Ghost32 profile image

Ghost32 Hub Author 14 months ago

That's a fact, Will. I've won my share and loved it, but got no less joy from seeing others beat the bad guys.

rachellrobinson profile image

rachellrobinson Level 4 Commenter 14 months ago

Its nice to hear you got an honest lawyer. My parents have a similar story. My father was falsely arrested in the 80's. My Mom scraped together the money for the Attorney, and after the case got thrown out she was shocked when the attorney refunded the money.

It's always nice to hear stories where Attorneys don't take advantage of their clients.

Rachel

breakfastpop profile image

breakfastpop Level 8 Commenter 14 months ago

See Ghost there are happy endings sometimes. I love it when the good guy prevails.

Ghost32 profile image

Ghost32 Hub Author 14 months ago

Rachell: I've run into both kinds. In 1992, I decided to set up a couple of Sub S corporations but knew nothing about the process. Hired a lawyer to fill out and file the papers. Charged me something like $750 for the two.

Then in 1995, living in the same state, I needed a third corp. but decided I knew enough to handle the paperwork on my own. Took about an hour to tell the State what they needed to know and a $50 filing fee--and that was that.

So, allowing that the lawyer may have had his secretary put in as much as two hours of work the first time around, minus $100 in filing fees, I figure he made around $325 per hour for his "effort" with no risk exposure (such as you get in a trial) whatsoever.

Not a bad billing rate for a weasel!

Pop: Yeah, Pam and I both like happy endings, too. I actually beat ANOTHER ticket, besides the one issued after the Santa Fe Springs accident, in a southern California court. That one was for (allegedly) having my ears covered, listening to motivational tapes while driving. The Court agreed with me that the cop who wrote THAT ticket had been too far away to know for sure if I was lying when I said the receivers were actually positioned AHEAD of my ears and that I was hearing street noises just fine.

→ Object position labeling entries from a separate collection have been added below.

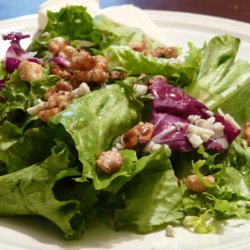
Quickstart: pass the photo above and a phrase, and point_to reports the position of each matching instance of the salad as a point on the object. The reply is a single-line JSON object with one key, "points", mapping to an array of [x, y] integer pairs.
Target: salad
{"points": [[98, 120]]}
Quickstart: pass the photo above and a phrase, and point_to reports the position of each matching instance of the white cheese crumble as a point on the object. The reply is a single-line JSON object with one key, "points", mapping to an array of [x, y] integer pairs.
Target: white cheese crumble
{"points": [[140, 89], [170, 231], [201, 130]]}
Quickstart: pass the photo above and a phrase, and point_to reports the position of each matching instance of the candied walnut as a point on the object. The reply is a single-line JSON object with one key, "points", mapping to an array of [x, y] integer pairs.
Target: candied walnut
{"points": [[95, 76], [110, 161], [152, 80], [60, 86], [29, 71], [246, 133], [194, 184], [82, 60], [67, 52], [138, 135], [59, 99], [117, 75], [165, 52], [63, 73]]}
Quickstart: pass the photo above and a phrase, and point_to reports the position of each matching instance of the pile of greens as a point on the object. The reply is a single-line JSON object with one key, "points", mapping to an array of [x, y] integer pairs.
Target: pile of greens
{"points": [[49, 169]]}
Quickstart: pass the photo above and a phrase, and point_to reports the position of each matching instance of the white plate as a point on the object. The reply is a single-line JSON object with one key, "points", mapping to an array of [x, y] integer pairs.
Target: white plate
{"points": [[24, 233]]}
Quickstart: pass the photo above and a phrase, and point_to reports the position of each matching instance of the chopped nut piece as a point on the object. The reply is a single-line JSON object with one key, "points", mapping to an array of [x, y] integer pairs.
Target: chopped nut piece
{"points": [[110, 161], [29, 71], [63, 73], [194, 183], [246, 133]]}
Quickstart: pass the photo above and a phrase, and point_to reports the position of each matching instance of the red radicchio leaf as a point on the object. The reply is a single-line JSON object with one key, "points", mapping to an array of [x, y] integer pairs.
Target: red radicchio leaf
{"points": [[171, 108], [15, 53]]}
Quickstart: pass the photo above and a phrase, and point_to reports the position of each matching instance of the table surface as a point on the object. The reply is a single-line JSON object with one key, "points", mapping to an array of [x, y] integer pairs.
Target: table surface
{"points": [[233, 9]]}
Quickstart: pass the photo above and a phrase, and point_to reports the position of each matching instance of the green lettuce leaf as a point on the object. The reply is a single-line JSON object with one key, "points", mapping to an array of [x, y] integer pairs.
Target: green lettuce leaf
{"points": [[29, 191], [95, 120], [9, 134], [33, 147], [182, 70], [152, 198], [19, 95], [223, 82]]}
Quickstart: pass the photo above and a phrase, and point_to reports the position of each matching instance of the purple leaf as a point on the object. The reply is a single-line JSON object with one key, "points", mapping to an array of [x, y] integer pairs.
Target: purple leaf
{"points": [[15, 53], [171, 109]]}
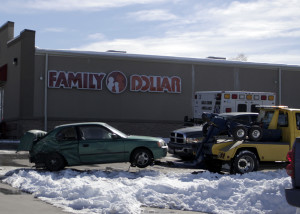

That one was in San Diego. Lived there from late 1984 to July 1989.

jennysbus profile image

jennysbus 14 months ago

great reading. I enjoyed the story

Ghost32 profile image

Ghost32 Hub Author 14 months ago

Glad to hear it--and thanks for commenting.

JamaGenee profile image

JamaGenee Level 8 Commenter 14 months ago

I had an attorney like yours when my mother's Other Child was being a jerk about the estate after she died. (I should mention she created the problem by leaving her house to me in one document, but to him in another, and HER attorney didn't catch it before he did the will...) By law, my attorney could've charged as much as 20% of the net worth of the estate, but I, being the curious sort, became familiar with every statute in our state that pertained to the situation and thereby saved him having to look them up himself. The upshot being he only charged me a few hundred dollars when he could've charged thousands. So, yes, there are a few honest attorneys around - if you can find them!

Ghost32 profile image

Ghost32 Hub Author 14 months ago

They're definitely worth the hunt! Thanks for commenting.